Marine Le Pen n’est pas encore sûre d’être candidate à la prochaine élection présidentielle : l’arrêt de la cour d’appel de Paris du 7 juillet, dans l’affaire des assistants parlementaires européens du Front national (FN), pourrait l’empêcher de viser une quatrième fois l’Elysée. La députée (Rassemblement national, RN) du Pas-du-Calais s’estime tout de même en droit de choisir, parmi sa pléiade d’adversaires, celui qu’elle préférerait affronter en 2027 au second tour : Edouard Philippe.
La cheffe de file de l’extrême droite privilégierait une victoire de « conviction » contre le maire (Horizons) du Havre (Seine-Maritime) à un succès par « rejet » d’un Jean-Luc Mélenchon voué aux gémonies. Voilà pour l’analyse publique. En privé, Marine Le Pen s’avère bien plus méfiante à l’égard du candidat de La France insoumise (LFI). Elogieuse, parfois ; fascinée, souvent. Devant certains interlocuteurs, elle a même confié que l’ancien socialiste lui faisait penser à son père, Jean-Marie Le Pen, président du FN jusqu’en 2011.

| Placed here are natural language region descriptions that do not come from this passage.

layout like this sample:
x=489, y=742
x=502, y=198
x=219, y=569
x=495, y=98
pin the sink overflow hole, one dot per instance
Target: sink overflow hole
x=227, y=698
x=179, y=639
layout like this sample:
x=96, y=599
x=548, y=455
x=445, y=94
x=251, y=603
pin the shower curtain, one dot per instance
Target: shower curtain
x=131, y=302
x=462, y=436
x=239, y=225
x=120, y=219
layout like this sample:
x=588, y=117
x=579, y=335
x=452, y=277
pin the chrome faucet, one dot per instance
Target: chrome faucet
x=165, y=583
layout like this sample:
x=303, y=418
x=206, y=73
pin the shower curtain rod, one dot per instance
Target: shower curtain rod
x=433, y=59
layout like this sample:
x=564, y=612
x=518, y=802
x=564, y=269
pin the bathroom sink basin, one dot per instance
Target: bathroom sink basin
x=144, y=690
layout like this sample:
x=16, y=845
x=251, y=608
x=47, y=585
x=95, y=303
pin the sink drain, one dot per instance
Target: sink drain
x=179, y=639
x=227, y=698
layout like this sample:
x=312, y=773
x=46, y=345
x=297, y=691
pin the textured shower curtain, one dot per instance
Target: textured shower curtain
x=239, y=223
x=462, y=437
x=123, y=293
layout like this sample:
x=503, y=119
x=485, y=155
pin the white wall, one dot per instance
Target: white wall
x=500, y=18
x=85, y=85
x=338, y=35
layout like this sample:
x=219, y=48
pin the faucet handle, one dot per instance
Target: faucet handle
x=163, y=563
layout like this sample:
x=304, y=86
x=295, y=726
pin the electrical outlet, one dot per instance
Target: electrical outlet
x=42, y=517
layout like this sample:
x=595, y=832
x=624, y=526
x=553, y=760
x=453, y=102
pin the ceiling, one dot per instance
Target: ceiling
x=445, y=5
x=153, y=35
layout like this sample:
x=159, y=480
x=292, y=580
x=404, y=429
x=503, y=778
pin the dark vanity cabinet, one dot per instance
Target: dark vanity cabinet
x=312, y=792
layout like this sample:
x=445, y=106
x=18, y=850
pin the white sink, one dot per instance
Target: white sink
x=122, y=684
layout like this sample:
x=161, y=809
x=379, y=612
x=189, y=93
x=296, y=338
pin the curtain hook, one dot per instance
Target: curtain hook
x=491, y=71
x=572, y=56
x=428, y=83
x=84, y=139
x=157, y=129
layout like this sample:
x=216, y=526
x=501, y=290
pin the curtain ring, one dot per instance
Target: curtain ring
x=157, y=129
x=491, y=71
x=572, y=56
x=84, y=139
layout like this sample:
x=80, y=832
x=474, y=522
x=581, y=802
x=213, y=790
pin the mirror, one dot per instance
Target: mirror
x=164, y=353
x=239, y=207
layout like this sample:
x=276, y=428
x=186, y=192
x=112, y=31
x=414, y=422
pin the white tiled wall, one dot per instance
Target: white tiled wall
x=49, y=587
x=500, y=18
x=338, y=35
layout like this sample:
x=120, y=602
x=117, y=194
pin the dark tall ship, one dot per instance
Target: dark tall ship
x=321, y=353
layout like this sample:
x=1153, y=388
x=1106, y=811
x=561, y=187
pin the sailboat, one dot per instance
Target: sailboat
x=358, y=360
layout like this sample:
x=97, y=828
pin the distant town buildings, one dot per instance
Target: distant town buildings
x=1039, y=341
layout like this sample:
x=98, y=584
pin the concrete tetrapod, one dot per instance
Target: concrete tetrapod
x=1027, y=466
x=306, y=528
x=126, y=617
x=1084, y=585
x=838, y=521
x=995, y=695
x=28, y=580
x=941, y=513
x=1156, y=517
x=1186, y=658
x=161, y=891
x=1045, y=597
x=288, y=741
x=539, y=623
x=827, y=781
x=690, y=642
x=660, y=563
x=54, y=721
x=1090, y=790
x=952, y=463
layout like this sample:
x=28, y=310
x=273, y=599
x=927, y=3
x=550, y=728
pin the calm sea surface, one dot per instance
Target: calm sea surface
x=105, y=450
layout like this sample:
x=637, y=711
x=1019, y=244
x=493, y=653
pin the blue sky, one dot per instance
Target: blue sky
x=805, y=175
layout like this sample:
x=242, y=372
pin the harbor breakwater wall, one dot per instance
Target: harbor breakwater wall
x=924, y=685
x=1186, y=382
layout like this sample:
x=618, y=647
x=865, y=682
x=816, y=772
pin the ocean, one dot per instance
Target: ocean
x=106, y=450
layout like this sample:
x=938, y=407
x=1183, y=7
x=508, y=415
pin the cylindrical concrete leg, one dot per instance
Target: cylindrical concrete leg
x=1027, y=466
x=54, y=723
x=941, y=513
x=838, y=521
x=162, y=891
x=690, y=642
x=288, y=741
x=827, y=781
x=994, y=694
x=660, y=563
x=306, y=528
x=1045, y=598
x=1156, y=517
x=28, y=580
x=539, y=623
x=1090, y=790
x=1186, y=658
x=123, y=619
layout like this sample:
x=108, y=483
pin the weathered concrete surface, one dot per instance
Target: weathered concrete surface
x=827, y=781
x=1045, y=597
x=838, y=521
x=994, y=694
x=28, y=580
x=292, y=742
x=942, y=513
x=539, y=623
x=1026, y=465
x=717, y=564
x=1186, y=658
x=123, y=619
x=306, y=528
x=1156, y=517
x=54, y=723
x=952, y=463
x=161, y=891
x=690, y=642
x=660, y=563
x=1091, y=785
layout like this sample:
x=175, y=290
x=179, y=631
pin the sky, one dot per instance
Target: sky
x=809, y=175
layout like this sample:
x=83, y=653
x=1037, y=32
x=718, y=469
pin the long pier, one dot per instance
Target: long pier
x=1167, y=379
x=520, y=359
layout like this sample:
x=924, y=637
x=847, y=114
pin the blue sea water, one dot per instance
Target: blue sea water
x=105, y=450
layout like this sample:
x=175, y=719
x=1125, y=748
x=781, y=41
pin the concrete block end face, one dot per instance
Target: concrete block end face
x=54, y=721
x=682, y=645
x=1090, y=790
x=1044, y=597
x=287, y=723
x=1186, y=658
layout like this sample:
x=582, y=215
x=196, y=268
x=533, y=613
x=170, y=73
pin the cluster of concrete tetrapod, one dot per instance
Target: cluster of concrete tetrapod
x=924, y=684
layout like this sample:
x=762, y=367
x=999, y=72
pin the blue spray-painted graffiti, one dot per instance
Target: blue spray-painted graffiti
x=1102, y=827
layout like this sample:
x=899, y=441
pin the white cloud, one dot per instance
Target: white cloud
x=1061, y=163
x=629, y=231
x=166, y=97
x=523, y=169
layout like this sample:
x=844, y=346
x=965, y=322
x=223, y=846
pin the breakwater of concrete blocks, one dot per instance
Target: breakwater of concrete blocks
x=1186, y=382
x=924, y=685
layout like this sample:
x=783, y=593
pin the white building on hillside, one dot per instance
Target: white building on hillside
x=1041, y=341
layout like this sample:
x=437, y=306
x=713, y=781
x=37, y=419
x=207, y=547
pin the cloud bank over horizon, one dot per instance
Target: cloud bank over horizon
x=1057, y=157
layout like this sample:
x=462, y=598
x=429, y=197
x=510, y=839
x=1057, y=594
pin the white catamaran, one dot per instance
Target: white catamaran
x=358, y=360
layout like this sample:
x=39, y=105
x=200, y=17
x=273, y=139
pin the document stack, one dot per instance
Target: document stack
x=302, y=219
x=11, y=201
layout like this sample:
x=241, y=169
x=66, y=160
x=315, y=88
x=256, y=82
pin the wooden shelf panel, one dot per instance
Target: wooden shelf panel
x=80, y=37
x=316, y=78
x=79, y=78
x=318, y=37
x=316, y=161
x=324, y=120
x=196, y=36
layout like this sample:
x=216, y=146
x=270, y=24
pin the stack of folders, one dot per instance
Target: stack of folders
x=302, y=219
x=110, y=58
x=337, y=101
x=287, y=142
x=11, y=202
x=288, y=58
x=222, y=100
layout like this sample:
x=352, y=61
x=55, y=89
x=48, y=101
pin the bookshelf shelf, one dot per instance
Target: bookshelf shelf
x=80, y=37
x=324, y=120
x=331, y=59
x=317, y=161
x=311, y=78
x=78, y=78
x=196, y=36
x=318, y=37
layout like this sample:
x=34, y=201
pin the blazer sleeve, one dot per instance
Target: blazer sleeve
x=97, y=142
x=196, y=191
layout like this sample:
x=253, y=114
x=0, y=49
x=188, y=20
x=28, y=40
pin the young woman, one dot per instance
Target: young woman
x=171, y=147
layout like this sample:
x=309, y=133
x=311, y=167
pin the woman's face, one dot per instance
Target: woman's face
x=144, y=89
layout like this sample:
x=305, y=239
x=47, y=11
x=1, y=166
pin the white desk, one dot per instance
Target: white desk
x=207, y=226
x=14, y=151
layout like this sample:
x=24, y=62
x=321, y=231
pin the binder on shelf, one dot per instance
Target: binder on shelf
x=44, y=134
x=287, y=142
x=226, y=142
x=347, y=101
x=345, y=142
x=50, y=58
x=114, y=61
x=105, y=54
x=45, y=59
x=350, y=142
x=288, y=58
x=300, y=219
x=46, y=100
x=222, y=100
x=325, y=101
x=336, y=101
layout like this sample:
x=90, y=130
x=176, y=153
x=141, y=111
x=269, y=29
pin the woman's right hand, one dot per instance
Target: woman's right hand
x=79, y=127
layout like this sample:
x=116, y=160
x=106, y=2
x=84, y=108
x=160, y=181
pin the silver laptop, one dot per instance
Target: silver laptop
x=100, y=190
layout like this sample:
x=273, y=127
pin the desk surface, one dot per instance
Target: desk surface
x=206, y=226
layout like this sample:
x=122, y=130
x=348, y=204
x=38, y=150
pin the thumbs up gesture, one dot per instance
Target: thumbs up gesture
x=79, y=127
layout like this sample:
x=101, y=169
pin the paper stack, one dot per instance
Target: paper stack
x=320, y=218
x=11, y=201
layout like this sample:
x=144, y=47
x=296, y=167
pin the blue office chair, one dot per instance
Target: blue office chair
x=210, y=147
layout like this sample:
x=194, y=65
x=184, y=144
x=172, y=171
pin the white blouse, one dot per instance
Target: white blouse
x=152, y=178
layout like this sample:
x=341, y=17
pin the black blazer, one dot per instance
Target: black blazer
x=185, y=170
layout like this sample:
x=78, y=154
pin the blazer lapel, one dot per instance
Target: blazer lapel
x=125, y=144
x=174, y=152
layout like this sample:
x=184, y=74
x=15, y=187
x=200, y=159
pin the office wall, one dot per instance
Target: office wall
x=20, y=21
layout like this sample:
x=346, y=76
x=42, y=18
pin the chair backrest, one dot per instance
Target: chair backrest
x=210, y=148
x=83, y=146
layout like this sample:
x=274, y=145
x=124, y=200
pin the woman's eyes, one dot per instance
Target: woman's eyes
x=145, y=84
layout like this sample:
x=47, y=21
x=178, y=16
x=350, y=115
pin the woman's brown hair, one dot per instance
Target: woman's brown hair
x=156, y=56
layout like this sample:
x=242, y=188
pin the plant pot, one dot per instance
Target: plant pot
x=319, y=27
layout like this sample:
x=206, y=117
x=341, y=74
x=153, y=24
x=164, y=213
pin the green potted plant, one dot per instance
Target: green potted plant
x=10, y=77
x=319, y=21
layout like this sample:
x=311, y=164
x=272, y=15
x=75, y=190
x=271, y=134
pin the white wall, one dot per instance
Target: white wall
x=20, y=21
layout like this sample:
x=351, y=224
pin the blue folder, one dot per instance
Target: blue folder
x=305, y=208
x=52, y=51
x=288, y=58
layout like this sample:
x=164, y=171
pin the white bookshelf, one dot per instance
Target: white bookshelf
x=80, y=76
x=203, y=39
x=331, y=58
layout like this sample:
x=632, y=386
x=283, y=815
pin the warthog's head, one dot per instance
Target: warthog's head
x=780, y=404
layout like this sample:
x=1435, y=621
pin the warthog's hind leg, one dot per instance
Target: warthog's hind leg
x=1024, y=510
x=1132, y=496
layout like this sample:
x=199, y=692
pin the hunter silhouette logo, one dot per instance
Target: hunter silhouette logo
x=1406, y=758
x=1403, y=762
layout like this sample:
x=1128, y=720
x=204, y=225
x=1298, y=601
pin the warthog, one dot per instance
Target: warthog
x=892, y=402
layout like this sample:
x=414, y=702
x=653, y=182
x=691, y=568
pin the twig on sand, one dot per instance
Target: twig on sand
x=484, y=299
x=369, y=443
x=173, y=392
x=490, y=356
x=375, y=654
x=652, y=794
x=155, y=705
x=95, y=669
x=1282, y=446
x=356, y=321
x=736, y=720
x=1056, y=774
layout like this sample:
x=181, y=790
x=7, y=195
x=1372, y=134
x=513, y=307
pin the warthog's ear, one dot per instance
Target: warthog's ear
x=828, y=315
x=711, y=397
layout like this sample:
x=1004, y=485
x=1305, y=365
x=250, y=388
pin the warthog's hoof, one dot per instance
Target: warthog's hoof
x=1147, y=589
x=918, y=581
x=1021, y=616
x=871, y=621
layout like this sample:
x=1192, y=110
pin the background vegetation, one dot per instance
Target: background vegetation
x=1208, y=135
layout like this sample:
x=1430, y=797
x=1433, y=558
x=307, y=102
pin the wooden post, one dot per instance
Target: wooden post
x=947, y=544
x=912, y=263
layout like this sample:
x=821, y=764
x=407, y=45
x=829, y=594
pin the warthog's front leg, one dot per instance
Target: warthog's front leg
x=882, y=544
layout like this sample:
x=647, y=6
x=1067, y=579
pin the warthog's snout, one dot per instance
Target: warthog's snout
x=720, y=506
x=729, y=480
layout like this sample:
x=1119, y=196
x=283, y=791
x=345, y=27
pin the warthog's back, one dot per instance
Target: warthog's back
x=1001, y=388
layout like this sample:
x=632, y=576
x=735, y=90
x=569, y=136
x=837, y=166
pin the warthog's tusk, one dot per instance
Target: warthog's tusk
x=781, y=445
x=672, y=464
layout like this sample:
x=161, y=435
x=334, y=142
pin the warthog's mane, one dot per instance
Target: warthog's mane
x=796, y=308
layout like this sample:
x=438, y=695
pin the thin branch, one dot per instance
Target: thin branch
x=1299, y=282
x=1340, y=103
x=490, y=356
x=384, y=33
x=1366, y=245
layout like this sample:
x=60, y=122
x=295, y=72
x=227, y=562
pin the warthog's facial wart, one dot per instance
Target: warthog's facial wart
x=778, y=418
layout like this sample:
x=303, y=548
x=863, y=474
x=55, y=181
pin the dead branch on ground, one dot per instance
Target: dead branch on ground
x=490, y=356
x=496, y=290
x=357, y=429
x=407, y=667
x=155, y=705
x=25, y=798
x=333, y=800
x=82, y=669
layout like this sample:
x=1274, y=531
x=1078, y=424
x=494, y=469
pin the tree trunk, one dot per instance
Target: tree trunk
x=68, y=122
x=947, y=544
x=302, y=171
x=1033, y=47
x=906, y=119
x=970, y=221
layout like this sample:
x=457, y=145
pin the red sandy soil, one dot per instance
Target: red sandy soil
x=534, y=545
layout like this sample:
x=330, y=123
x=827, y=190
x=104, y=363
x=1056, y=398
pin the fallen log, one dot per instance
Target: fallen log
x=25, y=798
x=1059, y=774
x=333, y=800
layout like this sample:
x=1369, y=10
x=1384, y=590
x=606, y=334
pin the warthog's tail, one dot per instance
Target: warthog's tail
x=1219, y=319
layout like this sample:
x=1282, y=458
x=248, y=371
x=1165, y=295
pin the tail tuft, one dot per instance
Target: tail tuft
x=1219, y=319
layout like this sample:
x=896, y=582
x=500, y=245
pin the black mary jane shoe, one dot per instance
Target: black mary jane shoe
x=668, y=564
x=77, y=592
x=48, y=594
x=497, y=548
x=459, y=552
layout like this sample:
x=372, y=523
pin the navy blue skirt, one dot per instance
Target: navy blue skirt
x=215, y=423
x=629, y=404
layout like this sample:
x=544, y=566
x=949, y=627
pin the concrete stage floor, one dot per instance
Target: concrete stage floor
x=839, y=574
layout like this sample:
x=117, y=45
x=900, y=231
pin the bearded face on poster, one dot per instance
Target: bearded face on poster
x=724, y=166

Pour le pire. « Les deux sont des leaders brillants, cultivés, mais prêts à insécuriser leurs mouvements par des saillies improbables, glissantes et inadmissibles », décrit l’eurodéputé (RN) Philippe Olivier, son proche conseiller. Comme pour le meilleur. Marine Le Pen reconnaît en son opposant une radicalité, une abnégation et une sincérité indéniables. Autant d’atouts concédés à l’adversaire pour mieux s’en draper elle-même, en miroir. En entretenant leur duel et les parallèles, l’élue assoie le clivage populiste et sociétal qu’elle veut imposer d’ici au printemps prochain.